Yes, our Austrian school kook-cum-shit-kicker rolled into DC with the authenticity of the tumbleweed blowing into LA in the Big Lebowski.
Though Nixon was born with a similar cynicism deep in his genetic makeup, it took him years of practice and polishing to pull it off with effectiveness on a regular basis. As for Ted, his cynicism has emitted such a heavy aroma it was sniffed out less than a year into his tenure in the public eye and Senate, indicating he was doing cynicism very badly indeed. In fact, Ted is such a preening and cynical dick, even his fellow Republicans regard him with repugnance.
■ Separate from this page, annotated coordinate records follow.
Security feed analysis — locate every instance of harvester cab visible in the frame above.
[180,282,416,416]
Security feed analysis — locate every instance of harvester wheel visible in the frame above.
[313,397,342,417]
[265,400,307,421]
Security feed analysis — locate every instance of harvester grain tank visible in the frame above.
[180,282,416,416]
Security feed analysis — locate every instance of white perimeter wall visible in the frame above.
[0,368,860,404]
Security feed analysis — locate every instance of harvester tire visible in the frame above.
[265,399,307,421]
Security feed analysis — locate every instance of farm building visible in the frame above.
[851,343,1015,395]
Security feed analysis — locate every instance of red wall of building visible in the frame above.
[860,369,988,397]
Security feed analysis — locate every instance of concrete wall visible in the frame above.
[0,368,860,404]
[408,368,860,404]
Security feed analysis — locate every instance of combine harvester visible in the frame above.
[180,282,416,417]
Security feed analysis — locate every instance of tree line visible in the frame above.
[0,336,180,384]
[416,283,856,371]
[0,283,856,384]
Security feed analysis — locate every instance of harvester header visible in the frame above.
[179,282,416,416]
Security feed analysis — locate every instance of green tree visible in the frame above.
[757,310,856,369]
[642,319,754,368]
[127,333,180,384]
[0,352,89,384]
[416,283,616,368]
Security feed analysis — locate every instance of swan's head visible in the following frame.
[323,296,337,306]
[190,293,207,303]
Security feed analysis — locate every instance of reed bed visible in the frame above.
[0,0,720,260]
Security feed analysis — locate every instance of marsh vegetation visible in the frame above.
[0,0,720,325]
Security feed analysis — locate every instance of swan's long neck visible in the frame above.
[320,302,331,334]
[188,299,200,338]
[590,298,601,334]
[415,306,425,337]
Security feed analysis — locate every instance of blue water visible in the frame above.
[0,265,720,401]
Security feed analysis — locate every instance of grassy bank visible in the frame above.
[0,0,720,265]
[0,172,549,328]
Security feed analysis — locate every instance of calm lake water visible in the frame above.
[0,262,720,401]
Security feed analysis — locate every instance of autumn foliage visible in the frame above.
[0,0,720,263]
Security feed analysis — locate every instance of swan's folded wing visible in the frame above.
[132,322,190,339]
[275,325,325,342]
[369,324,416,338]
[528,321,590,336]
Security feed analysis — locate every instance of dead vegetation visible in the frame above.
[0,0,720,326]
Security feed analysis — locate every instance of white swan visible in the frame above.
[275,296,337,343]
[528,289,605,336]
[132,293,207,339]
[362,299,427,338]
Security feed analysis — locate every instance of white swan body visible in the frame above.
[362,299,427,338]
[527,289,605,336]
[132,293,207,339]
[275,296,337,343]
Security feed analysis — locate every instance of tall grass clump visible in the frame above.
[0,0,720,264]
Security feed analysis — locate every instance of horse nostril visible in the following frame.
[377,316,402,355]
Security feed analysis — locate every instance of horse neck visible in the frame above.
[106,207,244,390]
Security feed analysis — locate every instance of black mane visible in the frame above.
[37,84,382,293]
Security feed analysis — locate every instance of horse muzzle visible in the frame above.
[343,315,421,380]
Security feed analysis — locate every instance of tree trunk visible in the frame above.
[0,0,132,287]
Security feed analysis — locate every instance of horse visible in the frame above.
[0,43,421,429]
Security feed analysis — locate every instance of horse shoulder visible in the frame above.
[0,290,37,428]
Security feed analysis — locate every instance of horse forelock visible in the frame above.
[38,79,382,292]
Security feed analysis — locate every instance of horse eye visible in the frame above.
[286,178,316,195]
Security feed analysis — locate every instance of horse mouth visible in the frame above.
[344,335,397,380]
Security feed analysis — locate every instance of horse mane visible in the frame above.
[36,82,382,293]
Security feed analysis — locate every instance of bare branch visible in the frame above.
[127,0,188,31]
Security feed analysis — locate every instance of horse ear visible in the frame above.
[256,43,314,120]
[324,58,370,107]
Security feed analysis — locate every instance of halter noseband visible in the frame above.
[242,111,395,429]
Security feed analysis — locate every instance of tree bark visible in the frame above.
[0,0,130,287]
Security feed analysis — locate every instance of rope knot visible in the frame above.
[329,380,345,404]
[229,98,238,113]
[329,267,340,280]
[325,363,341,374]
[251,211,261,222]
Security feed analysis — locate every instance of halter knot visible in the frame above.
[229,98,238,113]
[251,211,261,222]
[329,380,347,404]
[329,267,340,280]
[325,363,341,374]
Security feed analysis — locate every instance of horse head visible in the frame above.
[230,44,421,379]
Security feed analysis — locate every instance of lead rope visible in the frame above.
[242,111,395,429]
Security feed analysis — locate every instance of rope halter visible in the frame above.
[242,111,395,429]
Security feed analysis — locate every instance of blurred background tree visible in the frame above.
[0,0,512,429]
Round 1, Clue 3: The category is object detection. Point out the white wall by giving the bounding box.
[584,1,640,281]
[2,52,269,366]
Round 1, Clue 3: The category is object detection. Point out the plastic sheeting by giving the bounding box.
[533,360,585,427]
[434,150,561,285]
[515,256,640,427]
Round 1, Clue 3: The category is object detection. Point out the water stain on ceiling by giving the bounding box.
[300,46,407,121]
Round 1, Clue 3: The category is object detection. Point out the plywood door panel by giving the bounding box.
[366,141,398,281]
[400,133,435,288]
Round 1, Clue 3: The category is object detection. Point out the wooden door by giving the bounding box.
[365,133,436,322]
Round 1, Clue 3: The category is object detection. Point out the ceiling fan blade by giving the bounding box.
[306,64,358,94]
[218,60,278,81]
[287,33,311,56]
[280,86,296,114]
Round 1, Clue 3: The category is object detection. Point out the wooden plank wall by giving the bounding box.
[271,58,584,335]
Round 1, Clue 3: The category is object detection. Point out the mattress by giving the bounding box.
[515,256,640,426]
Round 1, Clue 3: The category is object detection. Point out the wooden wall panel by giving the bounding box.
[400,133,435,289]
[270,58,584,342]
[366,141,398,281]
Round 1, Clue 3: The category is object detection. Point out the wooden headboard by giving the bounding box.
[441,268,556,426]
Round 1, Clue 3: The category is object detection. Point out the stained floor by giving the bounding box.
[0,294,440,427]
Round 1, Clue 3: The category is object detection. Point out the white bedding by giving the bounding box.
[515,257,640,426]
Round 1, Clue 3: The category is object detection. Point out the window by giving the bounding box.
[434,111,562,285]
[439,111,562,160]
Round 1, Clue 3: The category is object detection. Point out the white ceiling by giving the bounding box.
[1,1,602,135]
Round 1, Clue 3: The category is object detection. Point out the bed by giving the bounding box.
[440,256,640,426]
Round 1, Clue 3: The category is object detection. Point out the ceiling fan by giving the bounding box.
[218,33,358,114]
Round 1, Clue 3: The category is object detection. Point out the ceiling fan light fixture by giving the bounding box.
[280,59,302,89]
The shock associated with discovering such a thing was even possible has taken 20 years off of my own life.
The great man’s show-ponying Ciceronian presentation on the Senate floor inveighing against the only opportunity for affordable health insurance for millions of fellow citizens served two purposes: Representing Republicans’ impractical, antediluvian and asinine view of the modern welfare state with its gussied up parsimoniousness toward all but the one-percent; as well as being a personal boon to the megastar seeking the opportunity to lose eventually to Hillary Clinton. No doubt his stature in the eyes of the fulminating soreheads who comprise the Republican base was elevated even further into the astral realm.
In fact, not only for reasons of health or habits or genetics perhaps, our hero already has the waxen look of the newest addition to Madame Tussauds Tribute to the American Right, situated somewhere in the Pantheon among other iconic, wrathful, historically marginal, limelight-whoring dipshits such as Helms and Palin, and the now all but forgotten yet pungently lingering Bob Dornan.
Still, it is our grand, good fortune to have shared an intersecting moment of our span here on the mortal coil with this living and breathing alabaster monument, Ted Cruz.